En 2013, tremblante dans la grande salle du Palais des papes d’Avignon, j’ai donné ma toute première conférence.

En 2024, totalement relax sans ordinateur à l’Institut Pasteur, j’ai donné la dixième.

Tout au long de ces onze années, j’ai parlé en public à Sud Web, à Mixit, au BlendWebMix, à Paris Web… et aussi quelques incursions à Clermont-Ferrand et à Bordeaux. J’ai essayé différentes durées, du lightning talk de cinq minutes à l’atelier de deux heures. J’ai testé en solo et en binôme, ultra-préparée et à l’arrache presque totale. J’ai parlé sur scène, en classe, en ligne.

J’ai surtout parlé d’organisation et de méthodes de travail, avec beaucoup de retours d’expérience, et de temps en temps des sujets plus techniques comme mon atelier sur git ou le fonctionnement des sites sur liseuse.

J’ai mes goûts, mes conférences chouchoutes et mes formats préférés. Je préfère être préparée mais parfois la vraie vie s’impose à moi et je dois improviser. Je sais qu’en vrai je sais broder sur les sujets qui m’animent, ce n’est pas pour autant que j’aime ça.

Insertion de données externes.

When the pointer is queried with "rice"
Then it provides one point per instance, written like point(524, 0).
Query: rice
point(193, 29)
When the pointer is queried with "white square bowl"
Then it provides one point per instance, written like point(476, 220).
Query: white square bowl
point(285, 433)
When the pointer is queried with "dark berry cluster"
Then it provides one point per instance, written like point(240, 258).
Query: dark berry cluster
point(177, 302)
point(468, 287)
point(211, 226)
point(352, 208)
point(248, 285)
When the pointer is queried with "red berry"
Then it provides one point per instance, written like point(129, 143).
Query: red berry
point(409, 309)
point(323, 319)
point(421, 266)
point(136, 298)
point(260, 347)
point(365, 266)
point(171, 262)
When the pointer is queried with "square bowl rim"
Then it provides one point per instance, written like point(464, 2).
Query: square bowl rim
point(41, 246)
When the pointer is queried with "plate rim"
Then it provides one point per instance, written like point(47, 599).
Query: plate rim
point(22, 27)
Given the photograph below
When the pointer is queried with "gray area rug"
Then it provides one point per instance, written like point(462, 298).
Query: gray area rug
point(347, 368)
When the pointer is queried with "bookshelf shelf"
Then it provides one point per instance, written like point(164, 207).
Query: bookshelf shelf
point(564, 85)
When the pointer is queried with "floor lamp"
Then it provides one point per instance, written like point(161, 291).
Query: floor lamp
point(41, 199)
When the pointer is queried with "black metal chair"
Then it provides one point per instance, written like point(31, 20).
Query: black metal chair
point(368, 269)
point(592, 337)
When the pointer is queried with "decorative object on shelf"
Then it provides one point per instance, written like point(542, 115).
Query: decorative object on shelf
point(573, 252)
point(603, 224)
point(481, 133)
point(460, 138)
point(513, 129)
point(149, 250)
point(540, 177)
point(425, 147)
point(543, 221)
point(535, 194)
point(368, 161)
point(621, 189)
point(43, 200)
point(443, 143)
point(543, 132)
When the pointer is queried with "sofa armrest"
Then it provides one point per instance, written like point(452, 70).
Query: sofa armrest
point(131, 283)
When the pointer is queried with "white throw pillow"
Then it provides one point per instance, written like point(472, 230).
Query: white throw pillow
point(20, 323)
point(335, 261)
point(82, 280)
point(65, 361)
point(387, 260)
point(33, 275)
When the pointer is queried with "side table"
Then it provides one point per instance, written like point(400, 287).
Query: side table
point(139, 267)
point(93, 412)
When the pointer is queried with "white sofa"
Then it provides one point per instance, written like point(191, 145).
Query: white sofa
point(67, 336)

J’ai appris à connaître mes forces et mes faiblesses. J’ai arrêté d’essayer de faire le show, j’ai considérablement travaillé mon articulation et le débit de mes paroles. Je sais que je ne peux pas présenter sans micro, malgré mes quelques années de théâtre. En contrepartie j’ai appris à tirer parti de ma voix posée et de mon humour pince-sans-rire qui a très bien fonctionné cette année, à mon plus grand ravissement. Je sais que je sais expliquer, vulgariser un sujet technique ou scientifique. Plus important encore, j’aime ça.

Bref, je crois que je commence à être une conférencière expérimentée. J’ai voulu donner une conférence sur ce sujet, d’ailleurs.

Je me suis posé la question : est-ce que je continue ? Je suis partagée.

D’un côté, peut-être que l’on m’a assez vue. Peut-être aussi que je vais radoter. Et puis il faudrait laisser de la place aux nouvelles et aux nouveaux, non ?

D’un autre côté…

D’un autre côté, j’adore ça. Monter sur scène la gorge serrée par le trac, et me détendre au fur et à mesure que je reprends mes aises dans le sujet et les rires du public qui prouvent que j’ai capté l’attention : je n’ai pas envie d’arrêter. Même la préparation, j’aime ça, y compris la phase récurrente et rigoureusement systématique où je peste contre moi-même et mes envies de célébrité.

Toujours de cet autre côté, je constate que j’ai toujours des choses à partager et à apprendre. J’apprends énormément à chaque préparation de conférence, évidemment sur les sujets techniques comme la double authentification, mais aussi pour un simple retour d’expérience sur les revues de code par exemple. Et après la conf, rassembler des gens dans une pièce (bien aérée svp) permet des échanges plus riches que sur un blog ou un réseau social.

Un autre aspect qui n’est pas à négliger même si je n’aime pas être un “totem de diversité”, c’est que, quand je monte sur scène pour parler d’un sujet technique, je représente davantage que moi-même. Je suis aussi toutes les femmes de la tech. Non seulement un rappel pour ces gars-là que je suis bien là et que je sais de quoi je parle, mais aussi une preuve et un modèle pour les nouvelles et actuelles femmes du métier.

En résumé, je ne suis pas vraiment partagée, je sais bien que je vais continuer. Au moins donner à nouveau ma conf sur la double authentification. Et quand, dans un ou deux ans, je me serai remise de mon intense préparation, j’aurai probablement d’autres idées : l’expérience m’a montré que l’inspiration finit toujours par revenir.

Je voudrais quand même reprendre une petite activité de mentorat pour les personnes qui donnent leur première conférence. Fun fact : à l’origine, je voulais écrire un article de conseils pour construire une conférence. Je me suis laissé porter par le flux de l’inspiration, qui m’a finalement emmenée ailleurs.